Carrolls Buchheldin hoppelt eben von einer merkwürdigen Begegnung zur nächsten, keine Spur von einer konventionellen Kinogeschichte mit Anfang/Mitte/Schluss. Außerdem waren die technischen Fähigkeiten der Kinomacher Carrolls Fantasie nie wirklich gewachsen; das weiße Kaninchen, die Grinsekatze, der Herz-Bube - immer wirkten sie im Realfilm irgendwie fehl am Platze.

In technischer Hinsicht ist die neue "Alice" die erste rundum geglückte Verfilmung. Burton verwendet ein Potpourri verschiedenster Trickverfahren. Helena Bonham-Carter als Rote Königin ist eine Mixtur aus Bleich-Make-up und Rotperücke einerseits und Computereffekten, die ihren Kopf abnorm vergrößern, andererseits. Matt Lucas verkörpert die rundlichen Zwillinge Diedeldum und Diedeldei mithilfe des in "Avatar" perfektionierten Motion-Capture-Verfahrens. Der Drache Jabberwocky und die Haselmaus sind nach Pixar-Vorbild computeranimiert.

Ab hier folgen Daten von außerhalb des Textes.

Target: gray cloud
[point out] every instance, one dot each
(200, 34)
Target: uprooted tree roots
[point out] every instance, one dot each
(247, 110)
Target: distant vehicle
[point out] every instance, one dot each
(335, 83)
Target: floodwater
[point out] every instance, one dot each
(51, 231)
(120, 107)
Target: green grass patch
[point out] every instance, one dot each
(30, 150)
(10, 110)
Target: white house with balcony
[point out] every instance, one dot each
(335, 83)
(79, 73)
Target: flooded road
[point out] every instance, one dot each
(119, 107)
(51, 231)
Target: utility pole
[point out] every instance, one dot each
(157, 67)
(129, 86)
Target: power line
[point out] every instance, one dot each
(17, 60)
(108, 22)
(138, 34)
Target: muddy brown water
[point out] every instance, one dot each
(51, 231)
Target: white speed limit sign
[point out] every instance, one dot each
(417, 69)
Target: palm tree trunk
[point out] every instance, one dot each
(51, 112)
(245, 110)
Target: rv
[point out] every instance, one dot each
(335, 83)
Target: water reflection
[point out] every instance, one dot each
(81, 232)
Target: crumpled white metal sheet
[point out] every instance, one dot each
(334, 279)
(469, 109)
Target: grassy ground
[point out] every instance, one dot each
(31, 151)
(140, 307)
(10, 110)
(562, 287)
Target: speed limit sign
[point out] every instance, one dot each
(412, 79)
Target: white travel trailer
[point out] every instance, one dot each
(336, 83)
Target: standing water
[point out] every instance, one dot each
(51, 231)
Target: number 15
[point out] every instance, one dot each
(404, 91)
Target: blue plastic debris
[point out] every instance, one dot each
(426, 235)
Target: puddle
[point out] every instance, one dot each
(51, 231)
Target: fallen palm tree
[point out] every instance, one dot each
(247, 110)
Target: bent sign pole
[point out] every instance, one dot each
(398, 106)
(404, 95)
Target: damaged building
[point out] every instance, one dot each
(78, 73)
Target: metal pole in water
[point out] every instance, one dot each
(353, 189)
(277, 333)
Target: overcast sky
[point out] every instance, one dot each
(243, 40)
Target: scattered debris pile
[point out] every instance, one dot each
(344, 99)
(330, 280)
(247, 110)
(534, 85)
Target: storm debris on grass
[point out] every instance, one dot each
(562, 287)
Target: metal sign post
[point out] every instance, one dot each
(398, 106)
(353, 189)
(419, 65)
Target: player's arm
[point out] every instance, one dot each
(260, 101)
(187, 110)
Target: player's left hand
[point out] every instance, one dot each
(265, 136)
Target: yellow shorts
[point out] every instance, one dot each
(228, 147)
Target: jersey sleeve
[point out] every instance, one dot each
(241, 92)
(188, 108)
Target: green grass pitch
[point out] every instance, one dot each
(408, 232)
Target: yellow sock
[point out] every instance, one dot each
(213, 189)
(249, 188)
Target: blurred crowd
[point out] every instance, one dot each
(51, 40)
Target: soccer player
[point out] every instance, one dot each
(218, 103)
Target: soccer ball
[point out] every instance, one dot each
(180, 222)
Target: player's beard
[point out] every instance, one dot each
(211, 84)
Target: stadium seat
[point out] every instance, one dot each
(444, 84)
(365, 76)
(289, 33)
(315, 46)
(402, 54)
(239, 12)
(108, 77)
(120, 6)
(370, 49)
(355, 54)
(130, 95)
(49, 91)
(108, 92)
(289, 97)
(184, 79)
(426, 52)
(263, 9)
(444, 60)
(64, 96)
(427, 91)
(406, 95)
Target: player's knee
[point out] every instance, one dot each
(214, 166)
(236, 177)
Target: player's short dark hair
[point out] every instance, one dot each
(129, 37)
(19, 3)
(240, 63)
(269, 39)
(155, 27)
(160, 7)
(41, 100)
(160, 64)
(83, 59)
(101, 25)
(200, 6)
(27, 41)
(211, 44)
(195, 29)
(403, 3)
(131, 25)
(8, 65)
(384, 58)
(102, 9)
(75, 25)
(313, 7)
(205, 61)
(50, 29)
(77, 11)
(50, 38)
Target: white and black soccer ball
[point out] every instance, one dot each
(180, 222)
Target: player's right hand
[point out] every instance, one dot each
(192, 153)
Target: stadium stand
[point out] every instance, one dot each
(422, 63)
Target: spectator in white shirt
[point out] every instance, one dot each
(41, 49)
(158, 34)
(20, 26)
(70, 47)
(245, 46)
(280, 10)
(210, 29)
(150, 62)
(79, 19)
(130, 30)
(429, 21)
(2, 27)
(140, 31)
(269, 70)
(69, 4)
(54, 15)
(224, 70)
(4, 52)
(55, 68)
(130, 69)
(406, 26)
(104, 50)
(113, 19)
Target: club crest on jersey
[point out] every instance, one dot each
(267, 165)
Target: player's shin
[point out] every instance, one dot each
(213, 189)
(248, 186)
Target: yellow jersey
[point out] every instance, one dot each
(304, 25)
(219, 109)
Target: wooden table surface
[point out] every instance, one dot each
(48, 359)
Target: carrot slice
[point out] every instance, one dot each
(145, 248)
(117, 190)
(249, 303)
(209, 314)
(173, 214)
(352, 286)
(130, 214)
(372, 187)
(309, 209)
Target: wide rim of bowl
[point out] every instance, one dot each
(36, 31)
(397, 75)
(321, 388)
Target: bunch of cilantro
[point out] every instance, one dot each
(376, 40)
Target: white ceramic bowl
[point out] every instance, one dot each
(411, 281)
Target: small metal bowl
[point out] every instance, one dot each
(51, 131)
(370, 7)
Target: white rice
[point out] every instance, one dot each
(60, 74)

Wer nichts anderes als einen unterhaltsamen Ausflug in ein x-beliebiges, farbenfrohes Wunderland auf dem neuesten Stand der Trickkunst erwartet, hat keinen Grund zur Beschwerde. Doch dies ist kein x-beliebiges Wunderland. Es ist Lewis Carrolls Wunderland, das (ältere) Kinder und (jung gebliebene) Erwachsene seit Generationen vor allem deshalb schätzen, weil es sich den Gesetzen der Logik und der Zweckmäßigkeit verweigert.

Hier kommt nun, zum Unglück für Alice, Linda ins Spiel. Die Drehbuchautorin Linda Woolverton besitzt ein Vierteljahrhundert Erfahrung darin, widerspenstige Stoffe stromlinienförmig zuzuschneiden, von "Dennis die Nervensäge" über "Die Schöne und das Biest" bis zum "König der Löwen".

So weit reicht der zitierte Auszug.